A bipartisan group of senators yesterday criticized the company that owns the Sago Mine, where 12 died, for failing to make modest investments in technology that could have helped rescuers locate trapped miners and communicate with them.

In the first congressional hearing since the Jan. 2 Sago Mine disaster in Tallmansville, W.Va., senators questioned whether budget cuts at a regulatory agency prompted the disaster by hindering enforcement of regulations and said Congress must consider forcing mining companies to invest in technology to protect miners.

“There’s no doubt there needs to be a lot more funding,” Sen. Arlen Specter, Pennsylvania Republican and chairman of the Senate Appropriations Committee said after the hearing.

Also yesterday, the West Virginia Senate unanimously passed legislation requiring mines to use electronic devices to track trapped miners and store more oxygen underground. Fourteen miners have died in West Virginia in three weeks with the deaths over the weekend of two men after a fire in Aracoma Coal’s Alma No. 1 mine in Melville.

Mining companies have access to new technology that could help rescuers, but they aren’t spending money on new equipment, former Labor Department Assistant Secretary J. Davitt McAteer said.

“We have not provided [miners] with good equipment, and that has got to be fixed,” said Mr. McAteer, who served as the Labor Department’s assistant secretary for mine safety from 1993 to 2000.

Placing a locator device on miners would cost $20 per worker, he said. A text-messaging device developed in Australia would help rescuers send information to miners about fires, explosions or routes of escape. The text-messaging equipment costs about $100,000 per mine to install, Mr. McAteer said. Fourteen mines use the devices.

The Labor Department says 1,982 mines were operating in the third quarter last year.

“It seems like a small price to pay. It seems like there are investments we need to be making. You hate to regulate everything but, doggone it, if they aren’t going to do it, maybe we need to make them do it,” said Sen. Tom Harkin, Iowa Democrat.

Bennett Hatfield, president and chief executive officer of International Coal Group Inc., the company that owns the Sago Mine, told senators the text-messaging devices hold promise, but the company uses them in one Illinois mine and has questions about the technology’s reliability.

He also said he hopes the deaths of the 12 miners at the Sago Mine prompt more research and development of technology to protect miners.

Mr.
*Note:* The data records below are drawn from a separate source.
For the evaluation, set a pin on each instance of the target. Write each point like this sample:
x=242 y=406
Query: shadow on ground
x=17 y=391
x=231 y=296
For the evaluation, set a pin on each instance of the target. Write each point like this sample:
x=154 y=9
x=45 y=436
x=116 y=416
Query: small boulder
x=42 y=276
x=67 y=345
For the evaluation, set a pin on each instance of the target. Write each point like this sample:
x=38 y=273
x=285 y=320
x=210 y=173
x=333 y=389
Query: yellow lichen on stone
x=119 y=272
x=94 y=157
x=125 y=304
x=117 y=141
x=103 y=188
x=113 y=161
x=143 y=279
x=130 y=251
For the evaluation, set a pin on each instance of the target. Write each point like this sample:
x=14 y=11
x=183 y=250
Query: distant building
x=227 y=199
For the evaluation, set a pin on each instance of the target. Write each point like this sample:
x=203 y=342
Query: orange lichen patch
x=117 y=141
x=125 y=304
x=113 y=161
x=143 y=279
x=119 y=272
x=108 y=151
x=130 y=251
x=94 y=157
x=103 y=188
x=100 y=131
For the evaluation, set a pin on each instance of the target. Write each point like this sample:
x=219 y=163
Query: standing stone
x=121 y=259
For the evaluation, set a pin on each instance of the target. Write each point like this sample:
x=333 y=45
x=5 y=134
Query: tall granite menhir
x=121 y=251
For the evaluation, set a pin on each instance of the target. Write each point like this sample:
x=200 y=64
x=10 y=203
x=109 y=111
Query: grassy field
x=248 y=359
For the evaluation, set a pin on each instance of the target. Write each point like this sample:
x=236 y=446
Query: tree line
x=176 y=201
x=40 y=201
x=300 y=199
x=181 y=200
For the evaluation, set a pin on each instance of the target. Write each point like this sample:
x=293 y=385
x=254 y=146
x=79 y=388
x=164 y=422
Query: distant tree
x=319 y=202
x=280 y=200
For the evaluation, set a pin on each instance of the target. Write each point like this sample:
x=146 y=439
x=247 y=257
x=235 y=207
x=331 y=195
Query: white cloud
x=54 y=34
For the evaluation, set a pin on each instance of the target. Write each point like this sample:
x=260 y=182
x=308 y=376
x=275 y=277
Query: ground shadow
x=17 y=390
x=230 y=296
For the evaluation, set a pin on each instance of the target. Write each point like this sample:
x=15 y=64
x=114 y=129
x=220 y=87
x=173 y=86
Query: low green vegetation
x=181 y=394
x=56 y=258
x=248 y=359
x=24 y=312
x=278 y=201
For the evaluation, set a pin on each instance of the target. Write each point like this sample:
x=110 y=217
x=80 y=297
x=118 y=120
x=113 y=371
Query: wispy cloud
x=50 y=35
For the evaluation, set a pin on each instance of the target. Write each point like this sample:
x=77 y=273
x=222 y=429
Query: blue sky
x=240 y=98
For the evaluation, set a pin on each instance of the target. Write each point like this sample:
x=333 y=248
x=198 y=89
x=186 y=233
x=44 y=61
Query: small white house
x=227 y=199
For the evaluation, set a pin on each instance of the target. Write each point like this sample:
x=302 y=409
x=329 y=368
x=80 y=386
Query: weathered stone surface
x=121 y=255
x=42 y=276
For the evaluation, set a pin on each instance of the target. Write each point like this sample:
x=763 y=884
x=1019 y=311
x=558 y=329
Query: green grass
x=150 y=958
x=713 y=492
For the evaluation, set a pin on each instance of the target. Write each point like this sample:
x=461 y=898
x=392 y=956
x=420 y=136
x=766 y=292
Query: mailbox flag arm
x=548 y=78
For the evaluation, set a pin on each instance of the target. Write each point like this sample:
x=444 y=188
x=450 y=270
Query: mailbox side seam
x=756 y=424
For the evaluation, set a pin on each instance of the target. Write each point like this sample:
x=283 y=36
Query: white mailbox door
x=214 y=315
McAteer, who is conducting an independent investigation on behalf of West Virginia Gov. Joe Manchin III, said voice communications can be improved to prevent the type of miscommunication that occurred when it was erroneously reported that the miners were alive.

Information about the conditions of miners likely became jumbled because rescuers had to rely on hand-held radios with limited range, and information was relayed at least five times before reaching people outside the Sago Mine.

Fatalities have declined over the past decade. Last year, 22 miners died in the U.S., down 53 percent from 1995, when 47 miners died.

Lawmakers didn’t place blame solely on International Coal Group. The mine safety administration’s budget increased from $242 million in fiscal 2001 to $280 million in fiscal 2006, but Congress has imposed a 1 percent recission, cutting the agency’s budget by $2.8 million.

That reduction led the agency to cut 183 workers and that could have resulted in less enforcement of the 1969 Coal Mine Safety and Health Act, lawmakers said.

“We need more enforcement, not less,” said Sen. Robert C. Byrd, West Virginia Democrat.

David Dye, acting assistant secretary of labor for mine safety and health, disputed whether budget cuts played a role in the Sago Mine disaster.

Inspectors issued 208 citations for violations at the Sago Mine last year, including withdrawal orders that shut down areas of the mine on 18 occasions, Mr. Dye said.

Mining companies can be fined up to $60,000 for a violation, Mr. Dye said. A proposal in the Senate would increase maximum fines to $220,000.

Mr. Specter and Mr. Byrd endorsed increasing fines.